In 1952, when he fell ill, doctors in his hometown of Dallas, Texas, operated on him and saved his life. But polio meant his body could no longer breathe on its own.

The answer was to place him in the so-called iron lung: a machine that envelops the person up to the neck and allows them to breathe.

Iron lungs were used for polio patients who lost the ability to breathe. (GET IMAGES).

The lung, which he called the “old iron horse,” was powered by a bellows that sucked air from the cylinder, forcing his lungs to expand and suck air in through his nose.

When the air returned, the same reverse process caused his lungs to empty and expel the air, compressing his chest.

That way The artificial lung imitated the physiological action of breathing.

After years, Alexander finally learned to breathe on his own, so he was able to leave the lung for short periods of time.

Like most polio survivors placed in iron lungs, He was not expected to live long.

But he lived for decades, long after the invention of the polio vaccine in the 1950s had virtually eradicated the disease in the Western world.

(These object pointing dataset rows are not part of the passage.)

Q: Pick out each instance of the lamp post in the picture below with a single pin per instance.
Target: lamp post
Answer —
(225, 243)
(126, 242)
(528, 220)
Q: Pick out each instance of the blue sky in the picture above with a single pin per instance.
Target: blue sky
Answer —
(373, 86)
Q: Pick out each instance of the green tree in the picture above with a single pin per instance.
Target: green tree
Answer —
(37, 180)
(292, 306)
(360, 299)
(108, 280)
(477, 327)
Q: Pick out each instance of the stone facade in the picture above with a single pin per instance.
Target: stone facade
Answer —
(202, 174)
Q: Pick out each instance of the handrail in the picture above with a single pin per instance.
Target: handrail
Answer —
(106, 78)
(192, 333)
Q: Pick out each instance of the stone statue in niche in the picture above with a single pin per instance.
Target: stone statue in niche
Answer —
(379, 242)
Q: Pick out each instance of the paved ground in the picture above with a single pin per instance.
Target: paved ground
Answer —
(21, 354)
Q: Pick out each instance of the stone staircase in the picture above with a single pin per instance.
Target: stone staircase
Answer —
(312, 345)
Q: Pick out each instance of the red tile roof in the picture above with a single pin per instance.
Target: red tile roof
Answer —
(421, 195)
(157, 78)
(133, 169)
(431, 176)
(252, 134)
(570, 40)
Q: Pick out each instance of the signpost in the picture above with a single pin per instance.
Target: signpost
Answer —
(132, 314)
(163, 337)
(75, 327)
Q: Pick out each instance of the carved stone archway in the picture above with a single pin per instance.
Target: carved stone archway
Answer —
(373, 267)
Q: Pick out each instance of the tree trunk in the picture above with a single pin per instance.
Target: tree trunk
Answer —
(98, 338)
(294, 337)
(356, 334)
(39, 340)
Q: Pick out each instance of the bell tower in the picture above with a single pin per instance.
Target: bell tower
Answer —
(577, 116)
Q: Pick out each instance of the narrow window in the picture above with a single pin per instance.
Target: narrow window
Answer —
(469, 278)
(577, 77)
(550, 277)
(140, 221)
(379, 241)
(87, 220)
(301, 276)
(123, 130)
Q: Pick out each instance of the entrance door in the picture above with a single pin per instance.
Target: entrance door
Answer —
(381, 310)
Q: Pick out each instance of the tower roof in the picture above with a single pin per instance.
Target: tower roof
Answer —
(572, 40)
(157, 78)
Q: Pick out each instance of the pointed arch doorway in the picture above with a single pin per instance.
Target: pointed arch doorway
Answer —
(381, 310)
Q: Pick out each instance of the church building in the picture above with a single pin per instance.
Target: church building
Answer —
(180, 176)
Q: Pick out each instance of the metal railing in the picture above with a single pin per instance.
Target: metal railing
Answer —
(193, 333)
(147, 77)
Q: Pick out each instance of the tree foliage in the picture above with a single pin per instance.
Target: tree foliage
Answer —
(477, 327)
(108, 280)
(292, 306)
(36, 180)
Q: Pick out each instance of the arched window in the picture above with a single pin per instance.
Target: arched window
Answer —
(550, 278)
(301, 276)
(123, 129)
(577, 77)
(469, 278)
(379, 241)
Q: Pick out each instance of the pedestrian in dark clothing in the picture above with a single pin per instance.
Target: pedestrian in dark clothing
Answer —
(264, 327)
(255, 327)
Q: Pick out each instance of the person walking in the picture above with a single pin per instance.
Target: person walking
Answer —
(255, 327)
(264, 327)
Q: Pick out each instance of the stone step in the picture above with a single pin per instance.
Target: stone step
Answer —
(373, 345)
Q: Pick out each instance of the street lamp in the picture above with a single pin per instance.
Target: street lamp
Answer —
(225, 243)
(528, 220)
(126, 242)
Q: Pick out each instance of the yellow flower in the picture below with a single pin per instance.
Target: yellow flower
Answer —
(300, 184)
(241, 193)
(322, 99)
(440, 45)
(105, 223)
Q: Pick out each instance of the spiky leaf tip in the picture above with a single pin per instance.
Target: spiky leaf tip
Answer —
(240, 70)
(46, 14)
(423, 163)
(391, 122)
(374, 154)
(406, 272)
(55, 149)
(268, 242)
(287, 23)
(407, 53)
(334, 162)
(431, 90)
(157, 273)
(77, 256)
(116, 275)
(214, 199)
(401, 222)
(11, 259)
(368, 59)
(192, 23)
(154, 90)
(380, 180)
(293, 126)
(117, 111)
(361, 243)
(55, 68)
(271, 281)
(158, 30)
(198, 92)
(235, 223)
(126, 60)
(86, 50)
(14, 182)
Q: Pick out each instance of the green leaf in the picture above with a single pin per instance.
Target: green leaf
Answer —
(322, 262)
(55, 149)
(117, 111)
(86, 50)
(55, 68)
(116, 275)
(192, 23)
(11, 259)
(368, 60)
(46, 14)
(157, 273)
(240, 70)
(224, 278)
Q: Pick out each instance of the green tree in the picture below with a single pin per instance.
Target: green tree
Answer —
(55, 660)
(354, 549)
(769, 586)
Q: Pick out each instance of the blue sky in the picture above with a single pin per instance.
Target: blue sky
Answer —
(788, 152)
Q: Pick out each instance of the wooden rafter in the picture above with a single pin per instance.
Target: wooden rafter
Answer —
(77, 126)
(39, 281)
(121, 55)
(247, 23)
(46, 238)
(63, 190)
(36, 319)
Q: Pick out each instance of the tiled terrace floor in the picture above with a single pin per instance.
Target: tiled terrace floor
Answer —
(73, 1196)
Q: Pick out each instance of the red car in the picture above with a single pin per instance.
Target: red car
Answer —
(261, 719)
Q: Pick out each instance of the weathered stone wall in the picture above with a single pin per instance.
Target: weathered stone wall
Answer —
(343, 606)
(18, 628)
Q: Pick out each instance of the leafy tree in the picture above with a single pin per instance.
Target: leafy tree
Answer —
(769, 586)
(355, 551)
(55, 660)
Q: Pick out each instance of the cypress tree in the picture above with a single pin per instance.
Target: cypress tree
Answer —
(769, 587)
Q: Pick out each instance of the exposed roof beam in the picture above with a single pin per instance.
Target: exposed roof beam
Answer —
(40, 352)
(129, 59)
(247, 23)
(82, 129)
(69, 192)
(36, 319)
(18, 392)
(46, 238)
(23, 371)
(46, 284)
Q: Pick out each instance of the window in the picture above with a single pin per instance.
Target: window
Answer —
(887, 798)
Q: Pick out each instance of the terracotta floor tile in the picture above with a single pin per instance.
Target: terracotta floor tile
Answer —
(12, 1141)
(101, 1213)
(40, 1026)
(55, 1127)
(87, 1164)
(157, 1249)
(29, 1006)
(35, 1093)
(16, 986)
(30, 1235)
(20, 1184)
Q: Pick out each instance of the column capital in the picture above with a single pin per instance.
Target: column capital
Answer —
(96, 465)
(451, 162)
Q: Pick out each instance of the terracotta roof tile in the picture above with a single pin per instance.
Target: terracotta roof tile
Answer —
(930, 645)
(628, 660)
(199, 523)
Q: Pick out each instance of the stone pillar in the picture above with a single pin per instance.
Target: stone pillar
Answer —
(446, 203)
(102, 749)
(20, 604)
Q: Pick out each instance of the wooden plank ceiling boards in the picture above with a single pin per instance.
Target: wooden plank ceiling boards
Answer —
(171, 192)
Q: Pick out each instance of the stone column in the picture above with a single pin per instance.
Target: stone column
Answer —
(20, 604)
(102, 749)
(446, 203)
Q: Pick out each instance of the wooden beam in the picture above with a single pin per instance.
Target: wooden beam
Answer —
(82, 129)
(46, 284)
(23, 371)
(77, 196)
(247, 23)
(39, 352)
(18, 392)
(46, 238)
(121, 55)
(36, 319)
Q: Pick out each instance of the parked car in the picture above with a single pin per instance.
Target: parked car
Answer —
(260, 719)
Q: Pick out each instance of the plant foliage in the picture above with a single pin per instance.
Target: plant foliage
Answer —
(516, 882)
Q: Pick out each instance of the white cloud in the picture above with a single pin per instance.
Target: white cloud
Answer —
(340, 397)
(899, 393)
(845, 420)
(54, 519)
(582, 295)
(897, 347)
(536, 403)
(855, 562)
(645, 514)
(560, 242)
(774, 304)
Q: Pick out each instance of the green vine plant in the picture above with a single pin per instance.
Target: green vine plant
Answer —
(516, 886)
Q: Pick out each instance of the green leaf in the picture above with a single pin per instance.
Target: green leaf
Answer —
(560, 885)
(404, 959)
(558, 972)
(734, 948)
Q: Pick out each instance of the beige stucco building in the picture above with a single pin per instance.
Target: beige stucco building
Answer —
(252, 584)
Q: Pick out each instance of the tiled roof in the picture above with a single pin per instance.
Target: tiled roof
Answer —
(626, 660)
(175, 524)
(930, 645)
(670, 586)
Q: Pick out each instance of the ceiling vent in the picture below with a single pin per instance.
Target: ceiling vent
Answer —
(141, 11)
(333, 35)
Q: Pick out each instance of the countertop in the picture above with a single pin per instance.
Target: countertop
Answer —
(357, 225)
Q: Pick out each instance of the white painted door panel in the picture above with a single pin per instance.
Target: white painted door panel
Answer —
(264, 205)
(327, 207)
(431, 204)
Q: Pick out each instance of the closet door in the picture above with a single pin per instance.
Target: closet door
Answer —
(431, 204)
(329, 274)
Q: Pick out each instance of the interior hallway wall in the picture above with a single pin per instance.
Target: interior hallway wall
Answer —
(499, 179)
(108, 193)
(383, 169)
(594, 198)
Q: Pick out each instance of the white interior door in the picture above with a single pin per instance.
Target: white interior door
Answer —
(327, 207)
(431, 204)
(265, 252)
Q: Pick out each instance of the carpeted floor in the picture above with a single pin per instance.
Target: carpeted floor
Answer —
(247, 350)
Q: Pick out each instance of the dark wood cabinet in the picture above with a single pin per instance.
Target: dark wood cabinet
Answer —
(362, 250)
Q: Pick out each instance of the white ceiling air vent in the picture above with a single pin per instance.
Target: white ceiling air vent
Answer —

Alexander graduated from high school and later attended Southern Methodist University. In 1984, he received his law degree from the University of Texas at Austin.

Two years later he was admitted to the Bar and practiced for decades.

“I knew that if I was going to do something with my life, it would have to be something mental”he told the newspaper Guardian in 2020.

That year, he published a memoir that reportedly took him eight years to complete with the help of a plastic stick to type on a keyboard and dictate to a friend.

Due to the development of more modern respiratory therapies and the eradication of polio in most of the Western world, iron lungs became obsolete in the 1960s when they were replaced by ventilators.

But Alexandre continued living in the cylinder because, according to him, he was used to it.

It was recognized by the Guinness Book of Records as the person who lived longest in an iron lung.